In the recent years, several data-breach scandals shook the media. Breaches in the online dating industry were particularly disturbing, because of the sensitive nature of the unveiled data. Probably the most outrageous were the scandal with Ashley Madison, an online dating site specialised in helping its customers in finding extramarital relations. In July 2015, a group of hackers attacked the site, stealing information about millions of users. In consequence of the publication of personal data – including real names, home addresses, search history, and credit card transaction records – huge group of service’s users got exposed to humiliation and shaming. Because of the character of the site, also another group got harmed, i.e., users’ children and betrayed spouses, who not only received the information about the infidelity of their parents or partners but had to deal with this knowledge and suffer in public.

In 2014 Katarzyna Kasia and Paula Quinon presented at Lund’s “Knowledge in Digital World” workshop an unpublished paper “Trust in the context of online dating” where they addressed a question of what does it mean to trust an online dating provider? This work revealed several contexts of “trust”, focusing on the effectiveness of data basis structure and matching algorithms. In this talk, we will reevaluate this taxonomy by providing additional ethical dimension to the findings.

The case of Ashley Madison reveals several problems related to the ethics online dating. For instance, according to the analysis performed by Annalee Newitz (Gismondo, 08/28/2015), the service is much more often used by men, supposedly the majority of female profiles were fake in order to attract the subscribers. If, as the researcher shows, many female profiles are generated by the same IP-address, we can ask the question of whether the site did not abuse the trust of its customers.
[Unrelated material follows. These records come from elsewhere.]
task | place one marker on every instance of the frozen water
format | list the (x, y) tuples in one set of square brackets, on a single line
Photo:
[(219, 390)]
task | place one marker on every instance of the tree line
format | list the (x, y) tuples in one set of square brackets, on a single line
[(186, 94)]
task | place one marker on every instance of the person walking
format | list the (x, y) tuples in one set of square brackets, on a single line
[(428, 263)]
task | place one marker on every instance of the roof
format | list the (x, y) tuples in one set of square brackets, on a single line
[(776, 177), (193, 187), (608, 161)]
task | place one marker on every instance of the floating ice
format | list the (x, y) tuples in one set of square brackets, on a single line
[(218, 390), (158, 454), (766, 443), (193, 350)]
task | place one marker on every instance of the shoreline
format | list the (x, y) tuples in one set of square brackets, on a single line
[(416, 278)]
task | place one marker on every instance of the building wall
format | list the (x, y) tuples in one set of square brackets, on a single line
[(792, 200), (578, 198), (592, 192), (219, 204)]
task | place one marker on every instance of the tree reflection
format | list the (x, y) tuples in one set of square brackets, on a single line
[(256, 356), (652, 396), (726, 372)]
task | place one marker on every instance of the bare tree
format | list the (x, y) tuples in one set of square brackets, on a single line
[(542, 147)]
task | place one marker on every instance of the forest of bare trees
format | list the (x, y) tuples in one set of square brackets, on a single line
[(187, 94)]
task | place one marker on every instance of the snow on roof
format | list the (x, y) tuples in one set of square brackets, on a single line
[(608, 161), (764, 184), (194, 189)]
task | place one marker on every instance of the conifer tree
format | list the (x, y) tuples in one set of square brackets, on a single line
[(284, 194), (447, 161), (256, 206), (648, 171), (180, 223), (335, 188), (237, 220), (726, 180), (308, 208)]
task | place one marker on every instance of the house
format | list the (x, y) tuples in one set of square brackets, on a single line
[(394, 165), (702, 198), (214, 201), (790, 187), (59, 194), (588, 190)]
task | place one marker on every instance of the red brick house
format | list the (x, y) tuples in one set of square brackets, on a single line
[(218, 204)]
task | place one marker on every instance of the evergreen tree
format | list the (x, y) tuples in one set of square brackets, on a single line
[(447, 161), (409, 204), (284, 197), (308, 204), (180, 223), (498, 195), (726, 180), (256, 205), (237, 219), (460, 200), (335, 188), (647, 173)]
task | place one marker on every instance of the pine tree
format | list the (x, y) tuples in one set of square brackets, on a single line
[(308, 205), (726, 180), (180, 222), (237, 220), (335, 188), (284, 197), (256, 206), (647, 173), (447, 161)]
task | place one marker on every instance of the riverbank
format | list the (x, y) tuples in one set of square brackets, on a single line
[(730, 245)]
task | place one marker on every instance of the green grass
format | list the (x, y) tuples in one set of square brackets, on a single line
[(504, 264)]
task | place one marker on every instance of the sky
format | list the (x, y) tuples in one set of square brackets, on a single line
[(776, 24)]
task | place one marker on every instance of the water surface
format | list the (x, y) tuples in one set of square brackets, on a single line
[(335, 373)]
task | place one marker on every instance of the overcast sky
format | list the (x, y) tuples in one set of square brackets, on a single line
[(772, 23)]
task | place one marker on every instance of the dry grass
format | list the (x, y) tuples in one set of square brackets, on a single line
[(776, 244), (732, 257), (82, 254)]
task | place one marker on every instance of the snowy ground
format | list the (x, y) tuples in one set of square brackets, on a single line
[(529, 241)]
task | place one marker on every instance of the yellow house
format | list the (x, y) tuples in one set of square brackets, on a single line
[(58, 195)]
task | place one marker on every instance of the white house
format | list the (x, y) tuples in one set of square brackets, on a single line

This question is even more interesting when one observes a great popularity of the service that suggests that the service successfully fulfilled customers’ expectations and needs. We are also going to address the problem of the use of anonymised data for statistical investigations. In 2014 Charles Rudder, the Harvard mathematics alumni and one of the founders of OkCupid, published a book “Dataclysm” in which he openly reveals which kind of study are made by online dating services providers on the data gathered from its clients.

In this talk we will focus on the value of trust in the context of online dating, asking if we can think about data sharing in terms of moral deontology. What is the difference between the approaches of the users and the providers? Why is it important? Our analysis will be based on applied ethics and on the other hand, on perfectionist Kantian proposal. Applied ethics functions as a philosophical justification of specific moral standpoints connected to particular areas of social life. Its aim is to reconsider the circumstances of moral choices from various perspectives based upon different definitions of ethical values (e.g. in utilitarianism or theory of virtue). We would like to compare this approach to the Kantian ethics based upon moral law expressed in the categorical imperative and the notion of moral duty.